Случаются в жизни такие встречи и такие люди, что кажутся преувеличенными, этакие Лужины или Урии Гипы. А они живут себе и, как правило, благоденствуют. Было Дзюбе лет пятьдесят, бритая до блеска лысая голова в сочетании с густыми бровями, что почему-то типично. Диагноза его не знаю, скорее всего, просто отлёживался. Чин у него в райздраве был невысок, иначе не определили бы в шестиместную палату, но место работы всё-таки сказывалось на отношении к нему персонала. Так, он добился положения лежачего, есть ему приносили, как и инфарктнику, в палату, но главное, чтобы клизмы из-за постоянных, как он говорил, «завалов в кишечнике», ставили ему тоже в палате. Возможно, этот цирк был затеян им с целью получения инвалидности или ещё чего-нибудь практического, но мне тогда казалось, что главной целью было то, что каждый день приходила то одна, то другая молоденькая сестра с судном и резиновым мешком клизмы. И Дзюба, томно растянувшись на спине (на бок, как положено, у него якобы не было сил перевернуться), наслаждался тем, как в виду всей палаты девушка задирала его большое морщинистое хозяйство и засовывала под него кончик клизмы. Мало того, он ещё при этом и приговаривал, что понимает — сестре, должно быть, неприятно, но это её долг, а он и сам медик. Понаблюдав эту отвратительную картину раз или два, я стал выходить из палаты при появлении сестры с клизмой. И в конце, перед выпиской, разгорячась, сказал-таки Дзюбе, что он симулянт и извращенец. Самое удивительное, что Дзюба не ответил.
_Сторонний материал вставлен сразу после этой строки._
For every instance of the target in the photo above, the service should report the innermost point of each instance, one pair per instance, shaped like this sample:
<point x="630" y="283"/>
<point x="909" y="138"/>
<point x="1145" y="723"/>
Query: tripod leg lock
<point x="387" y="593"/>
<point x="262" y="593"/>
Ещё помню рассказ «Пуговкина» о любовном приключении в войну. Примерно так.
— Прибываю в Пензу ночью, на улице темнота от затемнения, народу в вокзале полно, в темноте не видно, но гляжу и вижу — сидят девушки. Носы в подолы уткнули. Одна такая… что задок, что передок, здесь полна пазуха. Соображение у меня тогда было холостое, военное. Говорю между прочим: «Что скучаете, девушки?» — «Дак не уехать же!» А у меня тогда книжечка была. Предлагаю той помощь, — при этом Иван Васильевич сморщил короткий нос и погладил себя по выпуклой груди. Короткие ноги в пижамных штанах, которые он свесил с кровати, свело от удовольствия. — Ну, обрадовалась, глазки вытаращила. Предупреждаю: «Расплата натурой». Поняла, конечно, — тут он, рассказчик, конфузно поджал рот: согласна, говорит. Говорю: «Ожидай здеся». — Иван Васильевич приосанился, глаза посуровели. — В кассе народ — разреши, посторонись! — уже небрежно продолжал он, — у меня портупея вот здеся, кобура, книжечку (он сунул руку под пижаму) достаю. Одно место до Кузнецка. Возвращаюсь. «Куда ж, — спрашивает, и сама тут же: — а в парк!».